Whitewater company aims to replace lead acid batteries with lithium for machinery

In a world dominated by automation, Blue Line Battery has embraced the growth of technology in a way that avoids putting people and businesses at risk.

Whitewater-based Blue Line Battery leaders believe they have developed a disruptive lithium-ion battery technology system that will significantly improve business processes and replace lead acid batteries.

While lead acid batteries are the market standard in material handling, they are outdated, inefficient and are “just not cutting it anymore,” said Dustin Herte, the company’s founder and CEO.  

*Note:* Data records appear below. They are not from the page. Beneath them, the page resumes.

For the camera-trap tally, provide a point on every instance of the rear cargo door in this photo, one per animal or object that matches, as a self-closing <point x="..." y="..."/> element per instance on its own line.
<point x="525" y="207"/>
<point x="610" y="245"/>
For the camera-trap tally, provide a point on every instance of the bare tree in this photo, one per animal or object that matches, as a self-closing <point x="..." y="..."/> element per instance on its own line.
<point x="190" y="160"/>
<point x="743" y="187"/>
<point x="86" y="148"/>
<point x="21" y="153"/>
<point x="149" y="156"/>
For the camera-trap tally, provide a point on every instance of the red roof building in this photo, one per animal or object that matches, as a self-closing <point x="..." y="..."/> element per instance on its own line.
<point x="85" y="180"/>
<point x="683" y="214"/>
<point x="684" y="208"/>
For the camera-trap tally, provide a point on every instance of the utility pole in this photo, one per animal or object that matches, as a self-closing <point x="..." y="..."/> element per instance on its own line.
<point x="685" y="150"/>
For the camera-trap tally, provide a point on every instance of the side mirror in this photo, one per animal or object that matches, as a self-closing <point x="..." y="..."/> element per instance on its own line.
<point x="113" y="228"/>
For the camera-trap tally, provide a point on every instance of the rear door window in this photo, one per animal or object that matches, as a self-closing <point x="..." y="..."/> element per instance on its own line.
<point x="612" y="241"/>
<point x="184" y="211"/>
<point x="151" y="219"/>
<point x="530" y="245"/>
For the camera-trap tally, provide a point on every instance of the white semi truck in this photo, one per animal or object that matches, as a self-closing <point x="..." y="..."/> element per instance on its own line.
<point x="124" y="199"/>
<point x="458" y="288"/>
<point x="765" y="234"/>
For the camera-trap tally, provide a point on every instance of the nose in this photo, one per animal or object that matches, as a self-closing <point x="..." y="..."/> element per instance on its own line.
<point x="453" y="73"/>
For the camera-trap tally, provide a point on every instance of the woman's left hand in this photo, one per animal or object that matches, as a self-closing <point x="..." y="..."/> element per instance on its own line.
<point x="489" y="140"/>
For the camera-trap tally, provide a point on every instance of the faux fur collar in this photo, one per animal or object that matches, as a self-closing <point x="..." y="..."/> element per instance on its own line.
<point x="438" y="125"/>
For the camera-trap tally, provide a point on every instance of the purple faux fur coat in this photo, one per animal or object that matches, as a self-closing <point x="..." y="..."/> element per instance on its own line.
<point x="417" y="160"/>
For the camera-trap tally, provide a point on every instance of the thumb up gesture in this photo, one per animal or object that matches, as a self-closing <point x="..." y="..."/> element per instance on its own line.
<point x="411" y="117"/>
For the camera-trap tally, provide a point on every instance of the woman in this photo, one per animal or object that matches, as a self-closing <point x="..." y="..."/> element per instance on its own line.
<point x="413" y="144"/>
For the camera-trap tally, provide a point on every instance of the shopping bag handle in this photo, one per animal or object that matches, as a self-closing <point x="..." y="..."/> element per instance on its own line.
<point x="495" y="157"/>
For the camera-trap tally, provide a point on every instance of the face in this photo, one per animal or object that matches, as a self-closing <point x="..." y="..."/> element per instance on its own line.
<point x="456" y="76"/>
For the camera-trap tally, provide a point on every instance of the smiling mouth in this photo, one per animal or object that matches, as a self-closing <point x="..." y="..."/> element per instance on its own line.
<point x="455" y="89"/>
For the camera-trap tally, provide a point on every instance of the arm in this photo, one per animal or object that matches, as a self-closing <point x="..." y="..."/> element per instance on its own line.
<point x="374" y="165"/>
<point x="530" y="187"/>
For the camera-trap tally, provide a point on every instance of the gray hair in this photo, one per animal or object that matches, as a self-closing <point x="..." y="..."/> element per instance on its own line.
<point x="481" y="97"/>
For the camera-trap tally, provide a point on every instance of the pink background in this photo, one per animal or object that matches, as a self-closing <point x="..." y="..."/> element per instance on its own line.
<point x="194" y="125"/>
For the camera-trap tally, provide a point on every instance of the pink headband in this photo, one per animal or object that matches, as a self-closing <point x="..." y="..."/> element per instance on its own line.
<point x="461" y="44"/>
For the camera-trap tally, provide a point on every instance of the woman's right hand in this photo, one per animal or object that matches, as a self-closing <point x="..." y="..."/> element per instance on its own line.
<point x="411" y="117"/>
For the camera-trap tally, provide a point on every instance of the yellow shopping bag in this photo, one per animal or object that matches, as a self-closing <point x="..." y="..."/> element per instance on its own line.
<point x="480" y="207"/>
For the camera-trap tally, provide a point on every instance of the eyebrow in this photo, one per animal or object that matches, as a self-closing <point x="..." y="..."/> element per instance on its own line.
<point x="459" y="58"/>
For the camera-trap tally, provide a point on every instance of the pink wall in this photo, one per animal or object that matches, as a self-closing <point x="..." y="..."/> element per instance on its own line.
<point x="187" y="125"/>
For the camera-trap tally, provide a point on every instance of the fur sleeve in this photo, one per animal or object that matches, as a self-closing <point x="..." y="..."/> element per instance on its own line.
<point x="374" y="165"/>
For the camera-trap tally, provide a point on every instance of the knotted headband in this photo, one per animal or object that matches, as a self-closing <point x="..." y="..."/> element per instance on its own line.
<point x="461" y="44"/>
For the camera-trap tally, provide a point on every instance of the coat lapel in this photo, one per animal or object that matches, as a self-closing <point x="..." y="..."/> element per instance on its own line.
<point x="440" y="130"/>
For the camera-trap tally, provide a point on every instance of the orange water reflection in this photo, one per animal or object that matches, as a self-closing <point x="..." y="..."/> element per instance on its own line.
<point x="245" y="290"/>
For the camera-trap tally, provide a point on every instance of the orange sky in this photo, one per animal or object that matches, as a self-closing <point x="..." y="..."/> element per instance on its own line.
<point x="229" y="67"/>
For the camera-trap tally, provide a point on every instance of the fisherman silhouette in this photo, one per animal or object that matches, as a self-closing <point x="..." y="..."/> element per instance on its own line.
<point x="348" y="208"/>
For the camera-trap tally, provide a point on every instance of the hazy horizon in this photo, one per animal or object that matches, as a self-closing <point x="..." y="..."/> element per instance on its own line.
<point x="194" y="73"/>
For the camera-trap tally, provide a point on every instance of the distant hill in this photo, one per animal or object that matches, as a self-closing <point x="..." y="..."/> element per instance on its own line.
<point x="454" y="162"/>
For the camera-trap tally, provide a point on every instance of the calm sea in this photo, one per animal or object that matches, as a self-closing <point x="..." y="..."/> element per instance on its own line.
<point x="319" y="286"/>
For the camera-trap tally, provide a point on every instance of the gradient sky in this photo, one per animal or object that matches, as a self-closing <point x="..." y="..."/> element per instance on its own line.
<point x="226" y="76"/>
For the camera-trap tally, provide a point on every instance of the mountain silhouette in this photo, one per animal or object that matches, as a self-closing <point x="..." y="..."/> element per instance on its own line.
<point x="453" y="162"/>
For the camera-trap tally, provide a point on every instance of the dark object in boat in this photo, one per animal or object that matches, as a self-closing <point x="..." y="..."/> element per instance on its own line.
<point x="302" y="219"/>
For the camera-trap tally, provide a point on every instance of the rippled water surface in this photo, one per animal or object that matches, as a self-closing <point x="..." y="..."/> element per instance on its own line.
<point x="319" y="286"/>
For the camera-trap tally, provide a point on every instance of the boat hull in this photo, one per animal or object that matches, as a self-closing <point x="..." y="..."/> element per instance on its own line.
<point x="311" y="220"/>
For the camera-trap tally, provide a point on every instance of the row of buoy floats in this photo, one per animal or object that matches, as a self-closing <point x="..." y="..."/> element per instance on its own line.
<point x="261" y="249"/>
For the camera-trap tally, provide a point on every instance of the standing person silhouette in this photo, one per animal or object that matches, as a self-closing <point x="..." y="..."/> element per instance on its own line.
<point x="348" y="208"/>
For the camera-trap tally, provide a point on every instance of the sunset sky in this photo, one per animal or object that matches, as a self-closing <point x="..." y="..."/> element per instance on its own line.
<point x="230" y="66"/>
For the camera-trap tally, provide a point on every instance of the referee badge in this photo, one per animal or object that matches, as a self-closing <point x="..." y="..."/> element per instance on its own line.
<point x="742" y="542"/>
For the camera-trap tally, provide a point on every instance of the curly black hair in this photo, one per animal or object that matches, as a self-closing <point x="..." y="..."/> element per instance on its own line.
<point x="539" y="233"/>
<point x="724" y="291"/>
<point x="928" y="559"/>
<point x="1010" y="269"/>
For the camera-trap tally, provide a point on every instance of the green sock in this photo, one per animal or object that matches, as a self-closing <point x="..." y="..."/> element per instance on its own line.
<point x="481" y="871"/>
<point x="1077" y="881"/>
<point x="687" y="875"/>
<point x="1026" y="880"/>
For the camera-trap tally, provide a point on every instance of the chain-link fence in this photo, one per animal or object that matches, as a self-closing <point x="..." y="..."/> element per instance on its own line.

Herte, who was recently listed by Forbes in its “30 under 30” list, founded Blue Line Battery Inc. in 2017. After originally selling only eBike batteries, Herte realized that the custom battery he designed offered even greater potential in the industrial market. From that point on, Blue Line started to design and manufacture more efficient lithium batteries for motive power equipment such as forklifts and pallet jacks.

Blue Line has 63 industrial customers operating 263 industrial batteries designed and produced by the company, according to the Forbes release. The company is developing a “power-by-the-hour” model. 

Due to short charge cycles and short lifespans, lead acid batteries must be swapped out regularly. Because lead batteries weigh several thousand pounds, on average, this is not an easy or timely task for businesses to do. Furthermore, lead acid batteries are made up of toxic, flammable, and explosive substances that are a constant safety hazard and risk to the environment. 

Blue Line’s Battery system offers a six-times longer lasting, lower maintenance, energy efficient, and environmentally friendly replacement for the outdated lead acid batteries used in material handling worldwide. 

Herte noted that unlike most of Blue Line’s competitors, which are “four times the cost of lead-acid,” the company takes pride in its ability to design a product that closely resembles the price of lead-acid batteries.

Nonetheless, “the industrial sector tends to be resistant to adopting new, less understood technologies, even when they make economic sense,” Herte said.

But things may be changing. Kristen Holtan, chief science officer and marketing director of Blue Line Battery, said there has been a recent shift in the industry “away from the headaches associated with lead acid batteries.” Furthermore, despite the current saturation of outdated lead-acid batteries and the COVID-19 pandemic, Holtan claims the demand for lithium-ion batteries continues to increase rapidly.

While Blue Line hopes to continue to push ahead of its competitors and increase the shift away from lead acid products in the motive power field industry, which is worth $10 billion worldwide, Herte said the company has plans to expand into other large-scale markets. Those include UPS/backup, electric vehicles and solar energy.

As Blue Line works to develop new ideas and engineer new projects such as Battery as a Service (BaaS) and Modular Lithium-ion Cell technology, the goal is to continue to attract the attention of more outside investors, to drive the growth of the company and shed light on the solutions that their product can offer across the world today. 

Blue Line Battery was one of 20 companies selected to present at the 2020 Wisconsin Early Stage Symposium. Holtan said the company will be raising $700,000 to close out a funding round. According to Holtan, the revenue will go towards working capital, UL testing and certification, and to build battery inventory and demonstration units.

-By Dani Rhodes

Rhodes is a student in the UW-Madison Department of Life Sciences Communication.